Aussitôt, Marthe lui proposa de l’accompagner à ses frais, à même l’argent
économisé pour leur mariage. Eddy trouva mille raisons pour refuser, tout en la
confortant : à son retour, il l’épouserait.
Eddy
prit l’avion à la fin de mai. Au même moment, Marthe réalisa qu’elle n’avait
plus ses règles. Deux semaines plus tard, elle eut des nausées. Elle comprit
que, malgré les capotes françaises, elle était enceinte. Elle n’en dit mot à
personne, pas même à son frère quand il vint lui demander d’être porteuse au
baptême de son petit dernier à la mi-juillet. Elle décida de faire comme si de
rien n’était jusqu’au retour d’Eddy. Certainement, l’annonce de sa grossesse
achèverait de le convaincre de l’épouser.
Au
début de juillet, Marthe reçut une lettre d’Eddy lui annonçant sans ménagement
qu’il ne reviendrait pas à Montréal parce qu’il avait décidé de reprendre la
vie conjugale avec son épouse et leurs deux enfants. Atterrée par la duperie
d’Eddy, elle s’effondra en larmes sur son lit. Elle n’alla pas travailler de la
semaine, prétextant une gastro-entérite des plus contagieuses.
Marthe
finit par se confier à sa grande sœur Jeanne qui, quelques années auparavant,
avait pu obtenir l’annulation de son mariage par l’archevêché après avoir
surpris son mari en plein adultère avec la nanny de leurs trois enfants. Jeanne
suggéra à sa sœur d’aller se confesser à monsieur le curé. Celui-ci écouta
Marthe patiemment. Cependant, à la grande surprise de celle-ci, l’homme
d’église ne lui manifesta aucune sympathie, faisant même preuve
d’incompréhension à son égard. Il lui dit que l’enfant à naître était son
châtiment pour avoir enfreint la Loi de Dieu. Marthe se sentit rejetée par son
église et encore plus seule avec sa grossesse
hors mariage.
Heureusement,
le baptême de son neveu eut lieu dans une autre paroisse. Au moment de porter
l’enfant sur les fonts baptismaux, Marthe éclata en larmes. Jeanne s’approcha
de sa sœur et lui glissa quelques mots à l’oreille en lui caressant le bras, ce
qui eut pour effet de rasséréner Marthe. Leur frère crût que Marthe pleurait de
joie. En fait, elle pleurait parce qu’elle venait de prendre la plus grave
décision de son existence.
Deux
jours plus tard, Marthe resta à l’hôpital après son quart de travail. Elle
trouva un local inoccupé et entreprit d’avorter seule avec des aiguilles à
tricoter. Le lendemain matin, des employés la trouvèrent morte au bout de son
sang près de la porte du local.
La
famille essaya de joindre Eddy. Sans succès. On enterra Marthe aux côtés de son
père au cimetière Côte-des-Neiges.
J’aimerais
bien vous dire que depuis ce temps, à l’anniversaire de son décès, quelqu’un
vient déposer un bouquet de fleurs sur la tombe de Marthe. Il n’en est rien.
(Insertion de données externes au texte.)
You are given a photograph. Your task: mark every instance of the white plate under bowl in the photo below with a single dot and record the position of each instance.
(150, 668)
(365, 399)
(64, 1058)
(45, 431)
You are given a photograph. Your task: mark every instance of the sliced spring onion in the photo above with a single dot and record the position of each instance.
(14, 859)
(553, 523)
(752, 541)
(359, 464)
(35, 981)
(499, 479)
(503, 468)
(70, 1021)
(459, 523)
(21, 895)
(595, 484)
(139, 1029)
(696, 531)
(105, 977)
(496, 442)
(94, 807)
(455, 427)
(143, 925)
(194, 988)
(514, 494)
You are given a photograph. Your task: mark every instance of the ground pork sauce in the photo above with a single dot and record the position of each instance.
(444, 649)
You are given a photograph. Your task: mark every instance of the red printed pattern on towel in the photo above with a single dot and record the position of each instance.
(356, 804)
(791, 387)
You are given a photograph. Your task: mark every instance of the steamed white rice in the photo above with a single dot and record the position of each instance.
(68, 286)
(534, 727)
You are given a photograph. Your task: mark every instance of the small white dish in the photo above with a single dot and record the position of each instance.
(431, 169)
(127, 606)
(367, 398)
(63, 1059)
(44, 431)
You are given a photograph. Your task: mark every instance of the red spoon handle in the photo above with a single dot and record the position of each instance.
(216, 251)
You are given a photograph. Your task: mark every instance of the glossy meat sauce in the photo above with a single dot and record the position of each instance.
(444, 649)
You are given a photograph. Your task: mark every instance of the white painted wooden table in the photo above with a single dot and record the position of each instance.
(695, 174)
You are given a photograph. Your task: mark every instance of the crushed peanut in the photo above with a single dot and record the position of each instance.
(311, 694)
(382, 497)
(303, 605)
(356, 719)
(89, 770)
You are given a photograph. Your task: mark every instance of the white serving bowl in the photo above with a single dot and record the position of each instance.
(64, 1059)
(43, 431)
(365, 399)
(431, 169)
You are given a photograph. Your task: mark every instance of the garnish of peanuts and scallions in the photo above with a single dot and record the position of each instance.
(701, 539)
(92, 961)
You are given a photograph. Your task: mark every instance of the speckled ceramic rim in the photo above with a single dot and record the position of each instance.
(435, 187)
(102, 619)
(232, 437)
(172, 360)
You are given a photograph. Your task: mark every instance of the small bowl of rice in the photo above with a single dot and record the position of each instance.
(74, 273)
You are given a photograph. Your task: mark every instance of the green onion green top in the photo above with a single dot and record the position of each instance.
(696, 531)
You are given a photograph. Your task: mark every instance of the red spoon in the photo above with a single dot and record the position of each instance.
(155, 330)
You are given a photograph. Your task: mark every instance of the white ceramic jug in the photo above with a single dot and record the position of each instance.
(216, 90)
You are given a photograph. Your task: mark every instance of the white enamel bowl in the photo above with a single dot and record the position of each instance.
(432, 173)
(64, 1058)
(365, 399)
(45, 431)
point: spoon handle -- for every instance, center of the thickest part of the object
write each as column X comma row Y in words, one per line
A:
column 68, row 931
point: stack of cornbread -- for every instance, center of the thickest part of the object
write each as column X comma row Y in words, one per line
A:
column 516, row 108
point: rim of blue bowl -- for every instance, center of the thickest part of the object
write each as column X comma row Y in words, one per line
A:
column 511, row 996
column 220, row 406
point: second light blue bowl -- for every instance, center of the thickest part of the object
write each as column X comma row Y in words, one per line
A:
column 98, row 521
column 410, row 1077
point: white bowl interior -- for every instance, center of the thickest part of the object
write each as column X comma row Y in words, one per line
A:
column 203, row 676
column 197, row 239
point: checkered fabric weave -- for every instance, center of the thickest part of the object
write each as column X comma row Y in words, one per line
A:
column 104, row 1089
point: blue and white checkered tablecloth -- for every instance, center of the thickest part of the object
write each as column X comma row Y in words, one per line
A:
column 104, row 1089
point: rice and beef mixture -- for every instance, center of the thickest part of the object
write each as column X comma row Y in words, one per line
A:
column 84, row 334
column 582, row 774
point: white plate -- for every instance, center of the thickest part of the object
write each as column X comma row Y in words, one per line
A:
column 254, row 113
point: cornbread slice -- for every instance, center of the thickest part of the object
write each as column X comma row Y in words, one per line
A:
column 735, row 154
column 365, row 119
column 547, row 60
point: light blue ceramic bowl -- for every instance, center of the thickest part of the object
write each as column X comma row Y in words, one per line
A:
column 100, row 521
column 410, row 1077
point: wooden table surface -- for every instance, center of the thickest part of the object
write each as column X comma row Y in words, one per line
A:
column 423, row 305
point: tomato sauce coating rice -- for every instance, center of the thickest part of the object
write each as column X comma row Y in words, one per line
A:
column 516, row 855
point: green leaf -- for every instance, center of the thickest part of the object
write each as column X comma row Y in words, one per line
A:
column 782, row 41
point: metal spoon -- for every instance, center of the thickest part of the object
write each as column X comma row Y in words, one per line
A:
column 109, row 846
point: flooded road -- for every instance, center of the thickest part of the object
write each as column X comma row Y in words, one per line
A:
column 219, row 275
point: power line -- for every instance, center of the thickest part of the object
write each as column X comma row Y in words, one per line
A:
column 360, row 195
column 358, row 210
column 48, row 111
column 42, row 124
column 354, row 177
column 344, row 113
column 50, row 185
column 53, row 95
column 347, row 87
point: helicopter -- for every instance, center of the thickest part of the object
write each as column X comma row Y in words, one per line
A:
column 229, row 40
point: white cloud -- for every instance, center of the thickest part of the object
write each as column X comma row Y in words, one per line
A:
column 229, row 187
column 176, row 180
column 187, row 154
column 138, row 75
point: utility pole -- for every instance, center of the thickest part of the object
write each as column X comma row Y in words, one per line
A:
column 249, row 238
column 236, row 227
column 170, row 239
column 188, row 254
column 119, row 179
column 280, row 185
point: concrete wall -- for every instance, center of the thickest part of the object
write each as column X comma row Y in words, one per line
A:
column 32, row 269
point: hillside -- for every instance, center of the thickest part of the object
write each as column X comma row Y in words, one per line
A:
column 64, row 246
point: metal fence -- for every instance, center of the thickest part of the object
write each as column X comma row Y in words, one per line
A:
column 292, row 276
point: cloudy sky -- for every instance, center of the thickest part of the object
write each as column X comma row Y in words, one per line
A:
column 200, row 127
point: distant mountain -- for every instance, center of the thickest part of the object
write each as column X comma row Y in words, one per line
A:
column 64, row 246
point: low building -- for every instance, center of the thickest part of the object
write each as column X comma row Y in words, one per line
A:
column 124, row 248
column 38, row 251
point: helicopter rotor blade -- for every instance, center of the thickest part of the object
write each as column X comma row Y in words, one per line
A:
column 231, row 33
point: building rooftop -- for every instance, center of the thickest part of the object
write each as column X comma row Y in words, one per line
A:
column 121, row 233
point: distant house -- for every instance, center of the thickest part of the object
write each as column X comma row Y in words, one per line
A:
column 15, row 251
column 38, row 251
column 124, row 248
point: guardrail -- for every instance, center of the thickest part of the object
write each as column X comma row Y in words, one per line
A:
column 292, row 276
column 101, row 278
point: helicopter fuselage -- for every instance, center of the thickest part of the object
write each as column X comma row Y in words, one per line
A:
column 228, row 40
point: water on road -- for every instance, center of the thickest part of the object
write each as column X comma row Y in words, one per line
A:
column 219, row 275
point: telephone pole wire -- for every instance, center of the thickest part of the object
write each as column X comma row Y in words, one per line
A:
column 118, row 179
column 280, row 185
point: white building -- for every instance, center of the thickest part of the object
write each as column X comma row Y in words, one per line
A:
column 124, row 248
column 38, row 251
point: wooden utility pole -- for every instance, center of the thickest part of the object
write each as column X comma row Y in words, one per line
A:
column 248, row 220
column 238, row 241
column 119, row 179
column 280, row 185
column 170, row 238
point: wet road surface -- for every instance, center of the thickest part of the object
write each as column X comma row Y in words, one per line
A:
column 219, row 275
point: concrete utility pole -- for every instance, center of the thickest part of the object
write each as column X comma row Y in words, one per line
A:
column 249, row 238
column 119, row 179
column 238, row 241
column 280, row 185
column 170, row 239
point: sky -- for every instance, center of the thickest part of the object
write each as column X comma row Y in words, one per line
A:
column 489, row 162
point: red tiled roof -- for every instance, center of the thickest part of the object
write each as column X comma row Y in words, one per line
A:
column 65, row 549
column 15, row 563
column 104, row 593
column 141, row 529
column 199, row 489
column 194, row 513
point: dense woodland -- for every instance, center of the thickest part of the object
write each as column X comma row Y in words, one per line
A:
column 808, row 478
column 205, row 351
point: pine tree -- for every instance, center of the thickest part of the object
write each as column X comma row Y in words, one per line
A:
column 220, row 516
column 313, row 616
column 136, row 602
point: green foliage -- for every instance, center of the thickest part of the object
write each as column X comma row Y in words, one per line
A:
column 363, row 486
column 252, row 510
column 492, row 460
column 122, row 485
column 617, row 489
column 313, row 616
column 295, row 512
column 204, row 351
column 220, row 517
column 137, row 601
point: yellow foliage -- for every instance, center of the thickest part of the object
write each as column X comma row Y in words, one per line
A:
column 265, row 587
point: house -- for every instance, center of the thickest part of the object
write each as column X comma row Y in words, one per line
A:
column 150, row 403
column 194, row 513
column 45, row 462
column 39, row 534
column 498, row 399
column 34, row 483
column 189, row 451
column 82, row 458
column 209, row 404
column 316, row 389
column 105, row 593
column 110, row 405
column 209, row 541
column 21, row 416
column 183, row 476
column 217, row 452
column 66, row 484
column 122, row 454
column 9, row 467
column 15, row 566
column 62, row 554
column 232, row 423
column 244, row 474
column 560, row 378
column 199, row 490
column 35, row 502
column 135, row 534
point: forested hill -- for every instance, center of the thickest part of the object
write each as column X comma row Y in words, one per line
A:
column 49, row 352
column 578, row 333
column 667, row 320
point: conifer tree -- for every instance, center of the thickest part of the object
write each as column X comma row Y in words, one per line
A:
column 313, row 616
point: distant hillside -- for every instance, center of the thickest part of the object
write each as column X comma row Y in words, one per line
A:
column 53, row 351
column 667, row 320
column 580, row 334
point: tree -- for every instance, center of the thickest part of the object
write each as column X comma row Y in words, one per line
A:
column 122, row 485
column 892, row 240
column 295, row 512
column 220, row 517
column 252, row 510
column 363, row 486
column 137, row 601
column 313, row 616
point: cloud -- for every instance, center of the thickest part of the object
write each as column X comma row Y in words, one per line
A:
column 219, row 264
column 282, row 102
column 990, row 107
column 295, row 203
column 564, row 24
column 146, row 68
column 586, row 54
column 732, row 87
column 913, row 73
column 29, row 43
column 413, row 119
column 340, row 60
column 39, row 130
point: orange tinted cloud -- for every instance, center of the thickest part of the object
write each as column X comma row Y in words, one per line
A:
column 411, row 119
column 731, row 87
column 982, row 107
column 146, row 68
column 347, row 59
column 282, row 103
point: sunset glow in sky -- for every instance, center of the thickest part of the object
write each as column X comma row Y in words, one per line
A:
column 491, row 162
Son nom est progressivement tombé dans l’oubli. N’eut été de Jeanne, que je
visite chaque mois au CHSLD, jamais je n’aurais appris cette histoire.
Aujourd’hui, tout ce qu’il me reste de Marthe est une photo où, les joues
mouillées, elle sourit en me tenant au-dessus des fonts baptismaux et une autre
où elle danse un slow tendrement enlacée avec l’amour de sa vie.